To catch the data on the other side:
OVERLAPPED* pOver;
ULONG_PTR key;
if(GetQueuedCompletionStatus(h,&dw,&key,&pOver,INFINITE))
{
// c cast
helper* pConnData = (helper*)pOver;
On this side it is particularly important that the overlapped struct is the first member of the helper struct, as that makes it easy to cast back from the OVERLAPPED* the api gives us, and the helper* we actually want.
You can send special-purpose data of your own to the completion port via PostQueuedCompletionStatus.
The I/O completion packet will satisfy
an outstanding call to the
GetQueuedCompletionStatus function.
This function returns with the three
values passed as the second, third,
and fourth parameters of the call to
PostQueuedCompletionStatus. The system
does not use or validate these values.
In particular, the lpOverlapped
parameter need not point to an
OVERLAPPED structure.
I use the standard socket routines (socket, closesocket, bind, accept, connect ...) for creating/destroying and ReadFile/WriteFile for I/O as they allow use of the OVERLAPPED structure.

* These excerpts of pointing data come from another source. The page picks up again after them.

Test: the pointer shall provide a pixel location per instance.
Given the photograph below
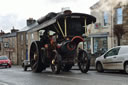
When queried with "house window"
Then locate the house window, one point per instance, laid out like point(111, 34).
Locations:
point(119, 16)
point(105, 18)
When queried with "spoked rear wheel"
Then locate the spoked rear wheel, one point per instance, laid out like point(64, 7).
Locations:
point(56, 64)
point(83, 61)
point(36, 57)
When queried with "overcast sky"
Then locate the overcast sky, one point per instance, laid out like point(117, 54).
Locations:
point(15, 12)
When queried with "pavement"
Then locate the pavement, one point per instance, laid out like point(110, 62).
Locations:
point(92, 68)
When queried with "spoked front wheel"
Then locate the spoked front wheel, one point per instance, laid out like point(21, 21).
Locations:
point(83, 61)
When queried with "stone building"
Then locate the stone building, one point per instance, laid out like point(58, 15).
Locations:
point(14, 45)
point(9, 46)
point(22, 47)
point(109, 13)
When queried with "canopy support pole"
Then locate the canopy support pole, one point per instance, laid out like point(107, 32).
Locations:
point(85, 27)
point(65, 23)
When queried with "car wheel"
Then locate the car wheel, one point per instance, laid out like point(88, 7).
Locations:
point(99, 67)
point(126, 68)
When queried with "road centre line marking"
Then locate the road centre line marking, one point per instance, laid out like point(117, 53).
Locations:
point(69, 77)
point(1, 83)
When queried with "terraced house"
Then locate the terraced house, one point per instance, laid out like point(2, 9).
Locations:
point(111, 28)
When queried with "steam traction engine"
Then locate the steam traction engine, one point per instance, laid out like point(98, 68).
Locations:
point(60, 51)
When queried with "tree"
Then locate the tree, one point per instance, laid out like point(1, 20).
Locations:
point(119, 32)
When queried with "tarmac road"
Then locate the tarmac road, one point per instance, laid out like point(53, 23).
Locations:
point(16, 76)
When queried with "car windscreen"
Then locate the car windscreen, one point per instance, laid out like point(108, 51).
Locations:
point(3, 58)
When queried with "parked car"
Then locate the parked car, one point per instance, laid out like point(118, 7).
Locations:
point(114, 59)
point(5, 62)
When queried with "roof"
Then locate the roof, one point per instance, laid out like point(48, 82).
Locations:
point(52, 18)
point(29, 27)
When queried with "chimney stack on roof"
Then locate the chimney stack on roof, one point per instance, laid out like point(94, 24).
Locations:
point(30, 21)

After your socket has accepted or connected you should associate it with the session context that it services. Then you associate your socket to an IOCP and (in the third parameter) provide it with a reference to the session context. The IOCP does not know what this reference is and doesn't care either for that matter. The reference is for YOUR use so that when you get an IOC through GetQueuedCompletionStatus the variable pointed to by parameter 3 will be filled in with the reference so that you immediately find the context associated with the socket event and can begin servicing the event. I usually use an indexed structure containing (among other things) the socket declaration, the overlapped structure as well as other session-specific data. The reference I pass to CreateIoCompletionPort in parameter 3 will be the index to the structure member containing the socket.

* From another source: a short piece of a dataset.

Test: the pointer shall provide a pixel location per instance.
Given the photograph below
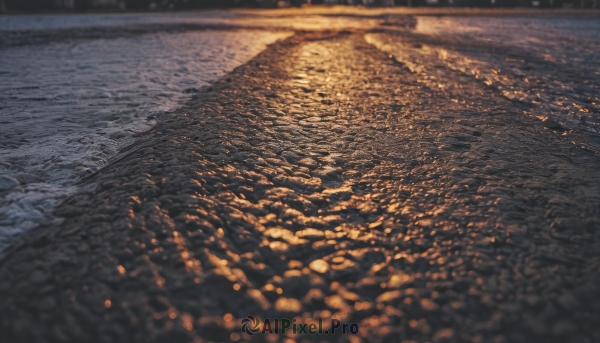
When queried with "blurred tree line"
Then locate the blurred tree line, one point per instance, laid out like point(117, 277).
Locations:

You need to check if GetQueuedCompletionStatus returned a completion or a timeout. With a timeout you can run through your indexed structure and see (for example) if one of them has timed out or something else and take appropriate house-keeping actions.
The overlapped structure also needs to be checked to see that the I/O completed correctly.

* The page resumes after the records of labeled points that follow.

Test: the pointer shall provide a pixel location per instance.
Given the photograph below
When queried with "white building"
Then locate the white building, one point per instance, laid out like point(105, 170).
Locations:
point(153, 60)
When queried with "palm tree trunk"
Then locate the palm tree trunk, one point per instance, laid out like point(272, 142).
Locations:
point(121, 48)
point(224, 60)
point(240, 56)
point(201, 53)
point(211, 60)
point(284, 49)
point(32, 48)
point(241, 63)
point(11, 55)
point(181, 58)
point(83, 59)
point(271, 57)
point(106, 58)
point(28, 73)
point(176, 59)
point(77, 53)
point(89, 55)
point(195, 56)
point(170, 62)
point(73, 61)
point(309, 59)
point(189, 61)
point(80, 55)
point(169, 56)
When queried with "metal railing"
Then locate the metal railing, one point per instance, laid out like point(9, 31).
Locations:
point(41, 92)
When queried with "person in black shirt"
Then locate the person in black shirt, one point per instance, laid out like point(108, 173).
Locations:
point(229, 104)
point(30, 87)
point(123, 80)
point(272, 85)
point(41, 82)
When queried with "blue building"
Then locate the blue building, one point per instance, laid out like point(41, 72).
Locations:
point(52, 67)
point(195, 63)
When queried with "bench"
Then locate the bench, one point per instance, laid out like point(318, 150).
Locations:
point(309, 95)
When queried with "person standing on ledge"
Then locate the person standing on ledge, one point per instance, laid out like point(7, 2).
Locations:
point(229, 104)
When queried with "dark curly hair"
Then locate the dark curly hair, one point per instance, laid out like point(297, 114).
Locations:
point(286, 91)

The function servicing the IOCP should be a separate, multi-threaded entity. Use the same number of threads that you have cores in your system, or at least no more than that as it wastes system resources (you don't have more resources for servicing the event than the number of cores in your system, right?).
IOCPs really are the best of all worlds (too good to be true) and anyone who says "one thread per socket" or "wait on multiple-socket list in one function" don't know what they are talking about. The former stresses your scheduler and the latter is polling and polling is ALWAYS extremely wasteful.